Last October, “some 1,500 preachers and ministers across the country joined in a nationwide protest they called Pulpit Freedom Sunday,” hoping that this would trigger a court challenge to the Johnson Amendment. The 1954 law was passed with wide support from the mainline church of the day.

Faith & Politics:

When the Johnson Amendment passed in 1954—the amendment that was the target of the recent Pulpit Freedom Sunday—it was in the context of the political mobilization of mainline Protestants, not evangelicals. That same year, “Under God” had been inserted into the pledge of allegiance and two years later “In God We Trust” would become this country’s national motto. Yet Congress concluded that there ought to be limits to church-based political activity. Political mobilization, voter registration, lobbying, and preaching on controversial subjects was fine. Political partisanship, especially the promotion of specific candidates, was not. Mainline leaders were on board with such caution. Even though vigilant denominational lobbyists kept an eye on the legislation, there was little reaction to the amendment at the time, either from politicians or from religious organizations. At a time when denominations did not clearly align with party goals, the desire to keep these groups nonpartisan was widespread.

The prominence of mainline Protestants has dwindled since their heyday in the 1940s and 1950s. Their most important institution—the National Council of Churches—has faced funding problems for decades and has recently relocated from its historic home in Manhattan to a cheaper location in Washington, D.C. Yet their move to D.C. was not just a matter of finances: it was also an affirmation of the importance of politics for the National Council. In fact, the current National Council president, James Winkler, was previously the director of the United Methodists’ lobbying group. With a staff of nearly two dozen, Winkler was in charge of “the implementation of the Church’s Social Principles through Capitol Hill advocacy work,” according to the Methodists’ website. Now Winkler works to translate the moral vision of his ecumenical organization into a political force.

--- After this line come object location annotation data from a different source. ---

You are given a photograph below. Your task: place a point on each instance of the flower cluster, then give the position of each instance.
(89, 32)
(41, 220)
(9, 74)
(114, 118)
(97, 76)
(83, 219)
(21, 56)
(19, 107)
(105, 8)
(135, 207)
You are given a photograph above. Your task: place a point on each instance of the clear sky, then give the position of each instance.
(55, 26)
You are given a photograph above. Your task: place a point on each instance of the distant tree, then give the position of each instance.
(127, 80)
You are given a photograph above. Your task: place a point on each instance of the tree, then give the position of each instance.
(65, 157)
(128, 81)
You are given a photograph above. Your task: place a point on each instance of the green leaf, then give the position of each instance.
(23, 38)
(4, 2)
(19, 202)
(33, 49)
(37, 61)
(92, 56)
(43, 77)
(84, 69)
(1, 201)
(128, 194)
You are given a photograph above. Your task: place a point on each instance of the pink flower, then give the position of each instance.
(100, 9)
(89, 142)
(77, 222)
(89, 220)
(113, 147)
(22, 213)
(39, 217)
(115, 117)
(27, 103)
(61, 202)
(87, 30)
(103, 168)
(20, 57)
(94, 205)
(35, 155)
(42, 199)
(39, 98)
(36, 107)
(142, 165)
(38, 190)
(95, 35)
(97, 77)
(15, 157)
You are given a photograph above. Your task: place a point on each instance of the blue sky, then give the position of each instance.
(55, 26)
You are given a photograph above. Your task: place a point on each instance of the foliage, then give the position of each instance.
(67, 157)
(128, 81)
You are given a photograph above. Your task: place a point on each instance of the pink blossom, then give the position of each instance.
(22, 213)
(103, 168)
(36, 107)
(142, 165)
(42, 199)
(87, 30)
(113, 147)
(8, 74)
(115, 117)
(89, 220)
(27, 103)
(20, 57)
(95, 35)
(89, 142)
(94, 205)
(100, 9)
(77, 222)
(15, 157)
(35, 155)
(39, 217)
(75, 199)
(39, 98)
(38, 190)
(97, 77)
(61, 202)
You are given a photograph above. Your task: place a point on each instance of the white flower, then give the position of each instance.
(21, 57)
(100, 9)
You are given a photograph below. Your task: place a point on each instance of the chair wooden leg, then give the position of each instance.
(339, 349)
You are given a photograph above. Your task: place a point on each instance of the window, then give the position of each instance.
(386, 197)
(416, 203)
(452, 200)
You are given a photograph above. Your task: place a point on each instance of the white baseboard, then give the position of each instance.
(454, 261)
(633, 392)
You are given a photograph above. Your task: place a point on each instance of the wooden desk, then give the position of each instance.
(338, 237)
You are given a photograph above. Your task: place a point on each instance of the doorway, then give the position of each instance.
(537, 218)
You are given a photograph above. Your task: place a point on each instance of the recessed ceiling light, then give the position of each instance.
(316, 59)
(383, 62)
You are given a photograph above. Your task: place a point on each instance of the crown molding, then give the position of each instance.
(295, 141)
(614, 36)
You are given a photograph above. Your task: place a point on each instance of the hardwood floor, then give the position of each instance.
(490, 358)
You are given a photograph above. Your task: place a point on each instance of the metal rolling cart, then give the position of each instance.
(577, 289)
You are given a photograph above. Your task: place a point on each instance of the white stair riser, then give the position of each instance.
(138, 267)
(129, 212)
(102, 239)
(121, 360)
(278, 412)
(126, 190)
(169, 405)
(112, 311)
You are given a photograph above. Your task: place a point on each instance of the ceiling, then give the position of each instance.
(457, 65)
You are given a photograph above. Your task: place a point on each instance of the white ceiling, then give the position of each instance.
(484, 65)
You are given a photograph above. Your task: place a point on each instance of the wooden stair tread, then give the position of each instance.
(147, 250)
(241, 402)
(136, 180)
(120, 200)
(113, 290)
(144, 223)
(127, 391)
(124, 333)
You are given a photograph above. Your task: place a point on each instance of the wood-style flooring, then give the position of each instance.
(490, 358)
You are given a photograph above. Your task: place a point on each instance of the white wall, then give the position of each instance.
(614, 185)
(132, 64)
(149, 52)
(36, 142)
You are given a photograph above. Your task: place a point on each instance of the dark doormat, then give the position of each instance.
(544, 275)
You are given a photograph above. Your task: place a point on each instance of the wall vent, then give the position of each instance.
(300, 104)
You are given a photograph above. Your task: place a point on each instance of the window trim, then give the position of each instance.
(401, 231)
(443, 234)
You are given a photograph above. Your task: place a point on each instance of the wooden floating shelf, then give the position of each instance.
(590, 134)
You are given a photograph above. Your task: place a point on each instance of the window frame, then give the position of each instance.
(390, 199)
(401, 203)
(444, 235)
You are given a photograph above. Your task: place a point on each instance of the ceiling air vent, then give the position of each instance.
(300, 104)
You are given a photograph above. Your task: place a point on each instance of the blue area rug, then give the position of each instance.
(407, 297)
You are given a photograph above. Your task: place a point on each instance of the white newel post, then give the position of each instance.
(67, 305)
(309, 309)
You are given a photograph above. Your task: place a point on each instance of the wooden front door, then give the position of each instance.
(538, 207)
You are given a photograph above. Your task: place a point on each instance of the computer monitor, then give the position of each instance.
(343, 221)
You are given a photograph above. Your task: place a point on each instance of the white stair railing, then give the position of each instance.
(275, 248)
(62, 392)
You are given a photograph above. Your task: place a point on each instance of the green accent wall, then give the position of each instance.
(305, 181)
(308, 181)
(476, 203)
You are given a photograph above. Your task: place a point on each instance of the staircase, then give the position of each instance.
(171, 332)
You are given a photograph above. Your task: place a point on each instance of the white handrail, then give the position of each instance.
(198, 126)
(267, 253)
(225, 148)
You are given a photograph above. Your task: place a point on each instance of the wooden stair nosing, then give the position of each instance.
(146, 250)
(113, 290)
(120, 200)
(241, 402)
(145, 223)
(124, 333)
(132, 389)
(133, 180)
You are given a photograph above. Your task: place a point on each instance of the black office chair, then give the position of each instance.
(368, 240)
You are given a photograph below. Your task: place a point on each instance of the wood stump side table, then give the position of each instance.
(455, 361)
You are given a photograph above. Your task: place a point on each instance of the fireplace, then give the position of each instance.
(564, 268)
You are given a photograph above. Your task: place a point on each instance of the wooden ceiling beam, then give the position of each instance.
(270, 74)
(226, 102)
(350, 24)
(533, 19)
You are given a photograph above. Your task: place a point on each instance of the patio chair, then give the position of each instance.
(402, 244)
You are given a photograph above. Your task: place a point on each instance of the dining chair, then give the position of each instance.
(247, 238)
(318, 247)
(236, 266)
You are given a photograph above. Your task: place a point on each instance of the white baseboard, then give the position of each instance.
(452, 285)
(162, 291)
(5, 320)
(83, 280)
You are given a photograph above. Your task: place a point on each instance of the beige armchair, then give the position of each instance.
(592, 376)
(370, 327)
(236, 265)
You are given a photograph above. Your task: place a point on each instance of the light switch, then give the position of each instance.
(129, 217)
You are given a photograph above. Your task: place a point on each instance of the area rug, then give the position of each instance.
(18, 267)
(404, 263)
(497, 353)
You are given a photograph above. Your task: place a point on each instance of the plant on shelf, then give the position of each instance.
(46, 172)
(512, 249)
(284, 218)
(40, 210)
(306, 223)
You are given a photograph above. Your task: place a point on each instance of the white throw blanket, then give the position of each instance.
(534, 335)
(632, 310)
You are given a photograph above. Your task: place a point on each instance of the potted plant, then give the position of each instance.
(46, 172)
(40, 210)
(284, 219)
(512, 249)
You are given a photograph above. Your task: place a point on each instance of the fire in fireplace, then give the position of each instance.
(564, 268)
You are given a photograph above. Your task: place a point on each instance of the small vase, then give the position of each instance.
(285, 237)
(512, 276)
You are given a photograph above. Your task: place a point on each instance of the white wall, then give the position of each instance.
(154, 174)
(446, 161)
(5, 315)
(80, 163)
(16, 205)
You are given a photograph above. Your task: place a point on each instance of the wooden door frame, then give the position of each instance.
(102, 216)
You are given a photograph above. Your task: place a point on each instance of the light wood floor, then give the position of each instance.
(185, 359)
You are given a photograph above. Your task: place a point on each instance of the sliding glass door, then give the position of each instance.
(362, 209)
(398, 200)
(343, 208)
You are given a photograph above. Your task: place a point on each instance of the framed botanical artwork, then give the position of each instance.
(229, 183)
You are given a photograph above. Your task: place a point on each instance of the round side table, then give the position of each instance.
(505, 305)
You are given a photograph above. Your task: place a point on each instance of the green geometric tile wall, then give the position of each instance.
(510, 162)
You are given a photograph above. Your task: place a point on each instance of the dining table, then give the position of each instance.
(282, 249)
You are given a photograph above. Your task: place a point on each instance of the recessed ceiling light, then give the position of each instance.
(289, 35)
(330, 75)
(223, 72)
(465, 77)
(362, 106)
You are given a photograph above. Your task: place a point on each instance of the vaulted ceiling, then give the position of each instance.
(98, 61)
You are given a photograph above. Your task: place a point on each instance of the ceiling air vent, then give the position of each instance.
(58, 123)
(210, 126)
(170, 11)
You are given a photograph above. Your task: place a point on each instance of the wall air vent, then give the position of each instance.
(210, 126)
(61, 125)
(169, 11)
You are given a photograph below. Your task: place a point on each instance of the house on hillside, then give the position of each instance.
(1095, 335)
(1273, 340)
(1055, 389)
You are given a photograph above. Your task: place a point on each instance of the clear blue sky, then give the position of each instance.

Today, segments on both the left and the right insist that they must fulfill their religiously inspired missions in the realm of politics. No simple call for church-state separation is a plausible solution to the challenges that religious political mobilization creates. To ask Protestants to stop getting involved in politics is to ask them to stop fulfilling what they see as a religious injunction. What must be carefully considered, from the perspective of the religious groups who engage in politics and from the perspective of those who are more generally concerned with the relations between religion and government, is if and how this relationship should be regulated.